Wednesday, March 18, 2009

The Financial Crisis Explained

Contributed by "PK"

Kelly is the proprietor of an Irish bar in New York City . In order to increase sales, she decides to allow her loyal customers - most of whom are unemployed alcoholics - to drink now but pay later. She keeps track of the drinks consumed on a ledger (thereby granting the customers loans).

Word gets around and as a result increasing numbers of customers flood into Kelly's bar.

Taking advantage of her customers' freedom from immediate payment constraints, Kelly increases her prices for wine and beer, the most-consumed beverages.
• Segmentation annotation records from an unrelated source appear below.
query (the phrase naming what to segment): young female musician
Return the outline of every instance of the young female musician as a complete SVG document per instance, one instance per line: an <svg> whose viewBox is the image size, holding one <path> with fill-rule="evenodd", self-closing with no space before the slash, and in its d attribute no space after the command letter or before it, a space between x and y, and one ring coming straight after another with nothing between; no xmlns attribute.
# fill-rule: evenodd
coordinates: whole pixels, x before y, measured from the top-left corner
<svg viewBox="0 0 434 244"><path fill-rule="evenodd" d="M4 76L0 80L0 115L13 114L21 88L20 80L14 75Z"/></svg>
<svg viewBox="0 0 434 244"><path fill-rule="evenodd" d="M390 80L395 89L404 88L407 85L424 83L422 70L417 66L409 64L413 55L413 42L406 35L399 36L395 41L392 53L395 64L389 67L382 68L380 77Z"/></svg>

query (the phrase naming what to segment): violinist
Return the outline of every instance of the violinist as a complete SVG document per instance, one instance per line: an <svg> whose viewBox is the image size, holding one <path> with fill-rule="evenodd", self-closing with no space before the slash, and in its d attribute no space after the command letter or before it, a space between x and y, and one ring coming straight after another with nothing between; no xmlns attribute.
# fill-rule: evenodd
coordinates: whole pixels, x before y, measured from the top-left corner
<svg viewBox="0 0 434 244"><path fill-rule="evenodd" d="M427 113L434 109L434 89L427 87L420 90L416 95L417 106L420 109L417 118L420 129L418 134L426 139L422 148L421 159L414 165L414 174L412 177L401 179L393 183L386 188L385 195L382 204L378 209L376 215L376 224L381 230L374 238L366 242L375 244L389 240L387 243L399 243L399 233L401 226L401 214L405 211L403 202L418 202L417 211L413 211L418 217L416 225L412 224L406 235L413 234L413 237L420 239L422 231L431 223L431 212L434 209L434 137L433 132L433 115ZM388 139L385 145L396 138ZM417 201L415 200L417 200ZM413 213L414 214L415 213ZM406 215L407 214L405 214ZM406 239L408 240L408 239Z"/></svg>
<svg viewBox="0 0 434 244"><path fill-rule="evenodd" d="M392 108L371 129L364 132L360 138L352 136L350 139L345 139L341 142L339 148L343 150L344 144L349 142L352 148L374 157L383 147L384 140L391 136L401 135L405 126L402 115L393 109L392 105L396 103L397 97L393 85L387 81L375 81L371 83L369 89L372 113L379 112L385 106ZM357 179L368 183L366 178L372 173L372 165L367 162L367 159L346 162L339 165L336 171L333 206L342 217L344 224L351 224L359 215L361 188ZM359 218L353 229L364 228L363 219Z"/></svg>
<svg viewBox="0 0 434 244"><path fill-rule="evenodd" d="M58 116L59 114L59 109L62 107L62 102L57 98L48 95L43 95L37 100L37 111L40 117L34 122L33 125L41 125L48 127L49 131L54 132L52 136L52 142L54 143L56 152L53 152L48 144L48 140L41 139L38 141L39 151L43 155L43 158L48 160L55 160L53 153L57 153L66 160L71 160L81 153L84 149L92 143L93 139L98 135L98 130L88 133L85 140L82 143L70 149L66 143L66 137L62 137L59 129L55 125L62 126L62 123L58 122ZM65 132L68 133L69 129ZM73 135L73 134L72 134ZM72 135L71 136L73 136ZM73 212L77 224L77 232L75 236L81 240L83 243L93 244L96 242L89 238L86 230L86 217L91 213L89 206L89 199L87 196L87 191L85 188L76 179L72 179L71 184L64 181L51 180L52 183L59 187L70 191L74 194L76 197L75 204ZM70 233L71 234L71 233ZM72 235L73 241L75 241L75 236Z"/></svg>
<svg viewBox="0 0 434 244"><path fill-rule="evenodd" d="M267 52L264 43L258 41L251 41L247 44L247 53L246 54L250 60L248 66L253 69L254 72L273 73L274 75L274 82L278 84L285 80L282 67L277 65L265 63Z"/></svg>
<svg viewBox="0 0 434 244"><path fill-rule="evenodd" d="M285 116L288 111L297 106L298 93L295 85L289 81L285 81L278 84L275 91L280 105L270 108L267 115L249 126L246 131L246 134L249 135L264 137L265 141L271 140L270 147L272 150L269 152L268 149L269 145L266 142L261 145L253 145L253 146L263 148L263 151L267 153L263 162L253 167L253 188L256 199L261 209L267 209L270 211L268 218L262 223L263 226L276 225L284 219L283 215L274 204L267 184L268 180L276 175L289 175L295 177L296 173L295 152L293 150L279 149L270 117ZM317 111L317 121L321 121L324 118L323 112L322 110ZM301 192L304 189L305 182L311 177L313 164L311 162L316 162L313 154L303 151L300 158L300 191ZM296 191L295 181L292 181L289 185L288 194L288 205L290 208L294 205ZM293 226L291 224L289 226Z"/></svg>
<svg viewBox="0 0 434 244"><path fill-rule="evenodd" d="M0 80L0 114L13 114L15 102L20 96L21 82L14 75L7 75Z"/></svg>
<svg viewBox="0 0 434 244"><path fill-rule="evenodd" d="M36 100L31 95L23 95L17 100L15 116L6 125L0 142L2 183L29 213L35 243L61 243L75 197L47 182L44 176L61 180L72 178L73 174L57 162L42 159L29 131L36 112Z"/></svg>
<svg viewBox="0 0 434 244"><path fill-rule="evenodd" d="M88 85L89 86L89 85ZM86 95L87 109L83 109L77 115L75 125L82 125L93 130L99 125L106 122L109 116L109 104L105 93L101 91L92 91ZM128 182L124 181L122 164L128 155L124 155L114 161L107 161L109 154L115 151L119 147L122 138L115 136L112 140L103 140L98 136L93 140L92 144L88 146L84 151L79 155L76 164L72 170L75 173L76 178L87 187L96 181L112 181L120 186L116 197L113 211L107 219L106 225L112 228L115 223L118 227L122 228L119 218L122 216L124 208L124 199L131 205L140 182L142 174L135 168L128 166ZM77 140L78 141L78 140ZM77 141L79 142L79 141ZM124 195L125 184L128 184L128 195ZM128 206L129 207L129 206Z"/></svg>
Her sales volume increases massively.

A young and dynamic customer service consultant at the local bank recognizes these customer debts as valuable future assets and increases Kelly's borrowing limit.

He sees no reason for undue concern because he has the promissory notes of Kelly's customers as collateral.

At the bank's corporate headquarters, expert bankers transform these customer assets into DRINKBONDS, ALKBONDS and PUKEBONDS.

These securities are then sold and traded on markets worldwide.
No one really understands what these abbreviations mean and how thesecurities are guaranteed.

Nevertheless, as their prices continuously climb, securities become top-selling items.

One day, although the prices are still climbing, a risk manager of the bank, (subsequently fired for his realism), decided that the time has come to start demanding payment from Kelly for the debts incurred by the drinkers at her bar.

Unfortunately Kelly's customers cannot pay back any of their debts to Kelly.

Kelly cannot fulfill her loan obligations to the bank and claims bankruptcy.

DRINKBOND and ALKBOND drop in price by 95 %. PUKEBOND performs better, stabilizing in price after dropping by only 80%.

The suppliers of Kelly's bar, having granted her generous payment terms and also having invested in the securities are faced with a new and desperate situation. Her wine supplier claims bankruptcy and her beer supplier is taken over by a competitor.

The bank is saved by the Government following dramatic round-the-clock consultations by leaders from the governing political parties. They came up with a miraculous rescue plan that saved the bank.

The funds required for this massive rescue are obtained by levying a new income tax on all the non-drinkers.